OREANDA-NEWS. The Bank of Russia continues with its clean-up efforts aimed at driving unscrupulous players out of the microfinance market. In the second quarter, the number of microfinance organisations (MFOs) as per the State Register dropped by 292 to the total of 3,560.

These data are contained in the 2016 Q2 Review of Key indicators of Microfinance Organisations Development prepared by the Bank of Russia’s Financial Market Development Department and Non-bank Financial Institutions’ Statements Collection and Processing Department.

The year-on-year growth in the number of executed contracts in the sector was 31.4% (from 3 million to 4 million). The volume of microloans was up 57.4% to the total of 45.5 billion rubles, while the aggregate portfolio of microloans grew 33.2% to 79.2 billion rubles. The volume of microloans extended to individual entrepreneurs grew from 2.3 billion rubles in the second quarter last year to 3.1 billion rubles for the same period of this year, while those to legal entities were up from 2.8 billion rubles to 4 billion rubles. The average amount of a loan to an individual rose to 9.7 thousand rubles (against 7.9 thousand for April – June 2015).

The market average effective interest rate of the most popular microloans – payday loans (for a term of up to 1 month, for up to 30 thousand rubles) – was down 66.8 pp on the same period last year, to reach 613.2% per annum. As this takes place, the volume of payday loans in the total portfolio of MFOs is above 25% in 2016 Q2 microloans to individuals, according to the General Information on the 2016 Q2 Microfinance Market prepared by the Main Office of Microfinance Market and Financial Inclusion Methodology.

According to these data, there was also a notable decline in the numbers of other microfinance institutions: pawnshops (8,290 to 7,958 in 2016 Q2), credit consumer cooperatives (3,430 to 3,279) and agricultural consumer cooperatives (1,688 to 1,620).

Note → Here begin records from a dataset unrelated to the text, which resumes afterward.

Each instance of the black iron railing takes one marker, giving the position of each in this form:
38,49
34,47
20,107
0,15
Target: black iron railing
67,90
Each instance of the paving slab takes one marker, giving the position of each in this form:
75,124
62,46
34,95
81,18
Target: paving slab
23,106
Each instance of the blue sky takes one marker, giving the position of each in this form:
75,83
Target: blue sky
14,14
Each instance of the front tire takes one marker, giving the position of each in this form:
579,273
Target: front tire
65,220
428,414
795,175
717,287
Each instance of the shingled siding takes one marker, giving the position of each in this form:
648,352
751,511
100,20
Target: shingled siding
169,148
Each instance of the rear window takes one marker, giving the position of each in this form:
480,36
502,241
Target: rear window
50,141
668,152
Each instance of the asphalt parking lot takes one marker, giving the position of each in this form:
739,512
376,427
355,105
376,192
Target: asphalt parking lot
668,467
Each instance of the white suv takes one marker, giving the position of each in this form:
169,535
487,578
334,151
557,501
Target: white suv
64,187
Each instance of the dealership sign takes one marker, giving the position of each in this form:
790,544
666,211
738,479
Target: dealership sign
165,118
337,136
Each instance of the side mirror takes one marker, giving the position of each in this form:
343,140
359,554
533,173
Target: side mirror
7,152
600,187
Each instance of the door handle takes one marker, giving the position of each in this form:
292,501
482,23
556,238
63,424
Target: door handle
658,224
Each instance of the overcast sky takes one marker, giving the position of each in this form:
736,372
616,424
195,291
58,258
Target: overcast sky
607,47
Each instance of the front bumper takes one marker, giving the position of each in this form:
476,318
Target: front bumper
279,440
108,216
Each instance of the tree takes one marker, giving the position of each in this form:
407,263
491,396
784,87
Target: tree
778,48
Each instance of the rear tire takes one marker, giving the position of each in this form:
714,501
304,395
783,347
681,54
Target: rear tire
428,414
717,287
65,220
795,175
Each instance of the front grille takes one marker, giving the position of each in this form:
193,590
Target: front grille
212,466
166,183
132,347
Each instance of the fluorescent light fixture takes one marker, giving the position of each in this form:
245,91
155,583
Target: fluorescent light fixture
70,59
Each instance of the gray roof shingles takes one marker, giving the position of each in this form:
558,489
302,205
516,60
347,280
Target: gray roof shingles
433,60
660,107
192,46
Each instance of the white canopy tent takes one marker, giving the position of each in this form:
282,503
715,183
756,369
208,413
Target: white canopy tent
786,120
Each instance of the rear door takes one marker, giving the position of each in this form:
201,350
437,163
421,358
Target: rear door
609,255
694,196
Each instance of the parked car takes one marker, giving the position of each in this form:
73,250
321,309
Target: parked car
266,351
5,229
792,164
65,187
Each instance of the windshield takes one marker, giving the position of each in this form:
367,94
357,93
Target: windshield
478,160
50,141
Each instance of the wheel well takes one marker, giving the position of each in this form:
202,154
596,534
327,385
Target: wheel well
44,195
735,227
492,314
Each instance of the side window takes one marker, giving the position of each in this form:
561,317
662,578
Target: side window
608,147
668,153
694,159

The Bank of Russia will strike off pawnshops, credit consumer cooperatives and agricultural consumer cooperatives which fail to comply with or meet the regulator’s requirements as well as dormant entities. Also, a MFO can be removed from the register for failure to become a member of a self-regulatory organisation. In accordance with Federal Law No. 223-FZ, dated 13 July 2015, ‘On Self-Regulatory Organisations in the Financial Market’, such membership is mandatory provided there is a self- regulatory organisation of the appropriate type.